Moving target: HTML 2.0 to 3.2 to 4.0 to ?? - Since HTML is an evolving standard, its capabilities are continually being extended through the introduction of new tags. For those who are maintaining large amounts of information in HTML, the release of new revisions of HTML usually requires reviewing and retagging the existing data. In fact, many webmasters are relieved that Microsoft and Netscape have increased the intervals between new versions of their browsers from six months to one year, because that means that they don't have to retag their websites as often. To avoid the retagging problem entirely, many organizations create their source information in SGML and down-translate to HTML. The level of effort for changing an SGML-to-HTML translator may be as little as a few hours, while the effort to retag hundreds or thousands of pages can stretch into many weeks.
Despite its limitations, HTML has a variety of attributes which make it appealing to today's Web users.
Very simple - HTML makes Web cruising so simple, most people can train themselves. All you have to learn is how to click on the blue, underlined text. For those who want to create simple Web pages, HTML is easy enough to learn in just a few hours.
Built-in style - The screen formatting that is built into HTML is likewise very simple. Even though HTML formatting has a lot of limitations, it's far better than the plain text display of the Internet before the advent of HTML and the World Wide Web. HTML's limited formatting options make Web publishing even easier, because you don't have to deal with balancing multiple columns, positioning graphics to achieve attractive page breaks, and so on.

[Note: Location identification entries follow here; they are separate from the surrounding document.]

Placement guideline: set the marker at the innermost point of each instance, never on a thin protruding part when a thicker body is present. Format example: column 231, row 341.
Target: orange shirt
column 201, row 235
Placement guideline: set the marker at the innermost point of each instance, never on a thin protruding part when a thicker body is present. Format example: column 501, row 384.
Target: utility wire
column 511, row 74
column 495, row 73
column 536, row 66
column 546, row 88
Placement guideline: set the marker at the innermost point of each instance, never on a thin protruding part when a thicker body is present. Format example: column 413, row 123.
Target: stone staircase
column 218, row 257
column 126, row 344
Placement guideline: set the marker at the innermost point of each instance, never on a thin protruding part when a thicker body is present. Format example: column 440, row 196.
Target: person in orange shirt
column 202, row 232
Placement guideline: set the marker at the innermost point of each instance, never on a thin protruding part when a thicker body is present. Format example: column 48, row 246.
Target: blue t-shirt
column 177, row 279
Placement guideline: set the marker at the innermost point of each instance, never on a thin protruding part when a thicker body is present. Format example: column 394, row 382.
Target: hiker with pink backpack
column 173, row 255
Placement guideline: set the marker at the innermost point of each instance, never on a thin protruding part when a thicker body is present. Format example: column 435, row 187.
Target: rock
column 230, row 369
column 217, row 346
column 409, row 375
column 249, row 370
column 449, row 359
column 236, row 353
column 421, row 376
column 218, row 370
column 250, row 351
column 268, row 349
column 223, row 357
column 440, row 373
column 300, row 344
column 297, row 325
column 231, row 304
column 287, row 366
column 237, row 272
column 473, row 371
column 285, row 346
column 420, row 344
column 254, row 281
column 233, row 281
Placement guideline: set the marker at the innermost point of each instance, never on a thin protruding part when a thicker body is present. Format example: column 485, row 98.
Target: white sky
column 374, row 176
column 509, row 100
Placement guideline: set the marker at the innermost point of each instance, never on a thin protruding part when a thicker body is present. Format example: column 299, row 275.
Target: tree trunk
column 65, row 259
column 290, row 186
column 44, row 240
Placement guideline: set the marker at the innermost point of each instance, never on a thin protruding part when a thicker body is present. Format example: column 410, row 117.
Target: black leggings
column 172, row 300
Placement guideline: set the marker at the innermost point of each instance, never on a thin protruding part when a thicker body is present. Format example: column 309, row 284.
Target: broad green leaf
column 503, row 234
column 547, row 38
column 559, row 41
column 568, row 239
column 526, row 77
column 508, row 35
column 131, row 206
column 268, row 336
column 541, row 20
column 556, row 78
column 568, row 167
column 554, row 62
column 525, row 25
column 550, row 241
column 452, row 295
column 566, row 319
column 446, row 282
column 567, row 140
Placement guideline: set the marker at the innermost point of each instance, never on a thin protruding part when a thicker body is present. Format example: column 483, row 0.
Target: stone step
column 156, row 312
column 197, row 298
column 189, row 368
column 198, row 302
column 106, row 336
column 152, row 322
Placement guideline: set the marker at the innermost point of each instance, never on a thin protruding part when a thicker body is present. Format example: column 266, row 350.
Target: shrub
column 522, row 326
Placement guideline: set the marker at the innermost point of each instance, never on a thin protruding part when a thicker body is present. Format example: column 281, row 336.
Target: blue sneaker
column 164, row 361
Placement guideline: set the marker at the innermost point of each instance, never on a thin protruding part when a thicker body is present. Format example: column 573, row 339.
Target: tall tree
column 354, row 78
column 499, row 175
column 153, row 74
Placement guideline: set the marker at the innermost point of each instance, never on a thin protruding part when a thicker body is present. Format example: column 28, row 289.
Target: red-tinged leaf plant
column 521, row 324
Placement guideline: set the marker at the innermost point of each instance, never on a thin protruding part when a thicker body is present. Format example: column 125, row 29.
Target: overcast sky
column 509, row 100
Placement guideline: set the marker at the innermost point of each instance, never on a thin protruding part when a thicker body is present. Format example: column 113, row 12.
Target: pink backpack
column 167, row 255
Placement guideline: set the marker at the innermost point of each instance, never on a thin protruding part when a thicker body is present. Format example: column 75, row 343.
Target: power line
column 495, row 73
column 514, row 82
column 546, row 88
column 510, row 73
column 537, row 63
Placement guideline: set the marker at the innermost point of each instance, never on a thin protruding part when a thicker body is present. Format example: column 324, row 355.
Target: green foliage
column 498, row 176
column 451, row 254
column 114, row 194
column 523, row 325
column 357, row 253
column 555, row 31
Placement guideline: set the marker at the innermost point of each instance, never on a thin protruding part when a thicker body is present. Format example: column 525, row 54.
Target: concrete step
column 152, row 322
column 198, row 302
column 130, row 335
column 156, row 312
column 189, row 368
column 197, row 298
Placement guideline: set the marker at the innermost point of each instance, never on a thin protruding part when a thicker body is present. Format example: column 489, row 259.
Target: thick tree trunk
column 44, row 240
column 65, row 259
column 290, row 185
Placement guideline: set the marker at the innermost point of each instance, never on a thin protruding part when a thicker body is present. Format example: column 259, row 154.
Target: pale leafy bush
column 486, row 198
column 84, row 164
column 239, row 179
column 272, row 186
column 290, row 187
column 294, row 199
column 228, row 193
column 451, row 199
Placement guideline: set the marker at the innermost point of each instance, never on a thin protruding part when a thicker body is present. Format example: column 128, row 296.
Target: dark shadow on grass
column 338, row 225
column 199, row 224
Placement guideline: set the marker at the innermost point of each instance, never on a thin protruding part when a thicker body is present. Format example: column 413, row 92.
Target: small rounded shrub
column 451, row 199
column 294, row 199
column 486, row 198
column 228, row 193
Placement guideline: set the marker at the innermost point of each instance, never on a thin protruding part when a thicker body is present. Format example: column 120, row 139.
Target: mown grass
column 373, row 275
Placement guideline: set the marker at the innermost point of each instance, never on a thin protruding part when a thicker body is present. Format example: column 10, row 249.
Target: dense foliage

Easy, standard linking - HTML's flexible and powerful hypertext linking is easy to set up, but it, too, has limitations that complicate large-scale implementations.
Forms support - You can easily set up simple forms applications with HTML. Today's Web editors make it possible for you to set up your first form in an hour or two. After you've done your first form, you can do additional forms in much less time.
Simple programming - Finally, HTML uses CGI scripting for really easy programming. Although you can't do everything with it, you can do a decent amount really easily.